When Price is not hunkered down with research inside archival libraries or tucked away at artist residencies, he volunteers in community service — a trait he chalks up to residual evidence of his military career.
“In the military … people have a sense of purpose. So when you get out and there is no new purpose, a lot of potential problems can unfold. So ... I sort of had to find those new purposes,” Price said.
In support of fellow veterans adjusting to civilian life, Price works with War Paints, Breaking Free and the local Wounded Warrior Project chapter. On a more creative front, Price is a past-president of a capella group Harrisonburg Harmonizers and former associate of the Harrisonburg-Rockingham County edition of Hometown Value Magazine.
Price has won awards for his contributions to the area, namely Ambassador of the Year. Harrisonburg-Rockingham Chamber of Commerce is composed of five staffers, nearly 800 members and up to 15 ambassadors each year. Frank Tamberrino, president and CEO of the chamber, recognized Price with the Ambassador of the Year plaque at the 2018 annual banquet and award ceremony for his dedication and dependability.
“When he jumped in, he jumped in with both feet,” Tamberrino said. “Scott really came to a lot of functions. He was making a lot of contacts around the community.… That’s one of the benefits, but he was just one that sort of embodied what we look for in a good volunteer.”
Martha Woodroof, a Singers Glenn author and former host on WMRA, interviewed Price in 2016 for a radio episode.

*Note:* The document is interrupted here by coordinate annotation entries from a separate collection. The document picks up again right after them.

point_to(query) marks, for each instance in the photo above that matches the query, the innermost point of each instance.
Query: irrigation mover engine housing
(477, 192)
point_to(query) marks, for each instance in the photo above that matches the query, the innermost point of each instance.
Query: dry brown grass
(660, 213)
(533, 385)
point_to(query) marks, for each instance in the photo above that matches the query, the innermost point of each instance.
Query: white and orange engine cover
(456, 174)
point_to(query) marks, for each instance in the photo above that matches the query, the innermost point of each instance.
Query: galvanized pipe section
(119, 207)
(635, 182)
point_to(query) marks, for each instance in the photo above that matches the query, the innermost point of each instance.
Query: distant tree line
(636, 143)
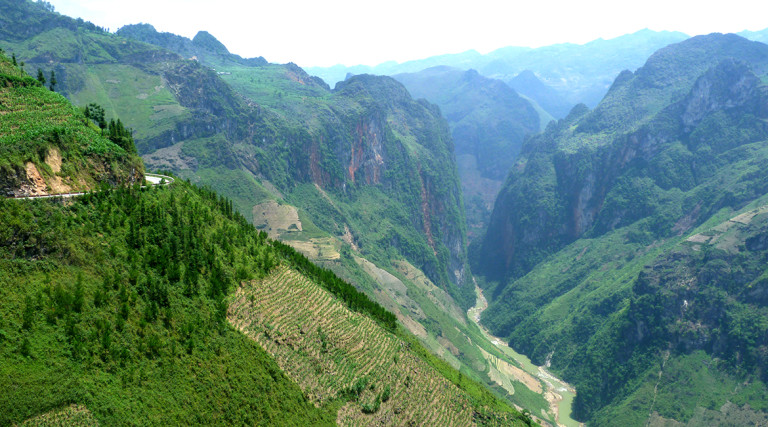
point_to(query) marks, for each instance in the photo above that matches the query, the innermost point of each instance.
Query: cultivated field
(336, 354)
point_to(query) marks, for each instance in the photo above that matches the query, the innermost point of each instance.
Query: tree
(96, 113)
(53, 82)
(40, 76)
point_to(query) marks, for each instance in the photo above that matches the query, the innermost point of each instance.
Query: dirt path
(152, 179)
(558, 393)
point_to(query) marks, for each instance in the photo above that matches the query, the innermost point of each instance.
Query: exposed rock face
(558, 190)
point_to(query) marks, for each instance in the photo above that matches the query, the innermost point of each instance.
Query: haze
(313, 33)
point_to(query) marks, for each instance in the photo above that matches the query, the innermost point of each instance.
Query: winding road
(150, 178)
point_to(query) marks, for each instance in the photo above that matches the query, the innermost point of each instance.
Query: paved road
(151, 178)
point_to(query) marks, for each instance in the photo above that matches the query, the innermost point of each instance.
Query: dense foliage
(606, 252)
(117, 301)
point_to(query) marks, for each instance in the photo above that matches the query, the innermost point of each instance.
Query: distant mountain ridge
(581, 73)
(603, 249)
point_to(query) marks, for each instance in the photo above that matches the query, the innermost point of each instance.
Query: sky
(325, 33)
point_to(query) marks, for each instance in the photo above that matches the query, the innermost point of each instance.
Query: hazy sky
(323, 33)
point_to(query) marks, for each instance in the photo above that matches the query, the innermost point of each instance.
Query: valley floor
(558, 393)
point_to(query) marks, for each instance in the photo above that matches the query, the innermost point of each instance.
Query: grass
(330, 350)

She said Price’s facility of language lent to a highly valuable experience that adjusted her perception on military personnel, so she could understand the common thread of humanity through inner strife.
“I’m an old hippy peacenik and had always sort of never found common ground with a soldier’s experience,” Woodroof said. “He spoke so movingly about what a strange world it was — this world where there’s all this choice, and you don’t have a designated tribe, and it just humanized it for me. … I think I was blinkered by my times and so I really appreciate Scott for un-blinkering me.” Price said his experience in the military will always influence his ideas and actions, but he has no pursuits of becoming a veteran poet — just a writer.
“I definitely am not striving to be like a war poet by any stretch of the imagination. In fact, I’m definitely the opposite,” Price said. “OK, that was there. That part of life is over. Let’s continue to move forward.”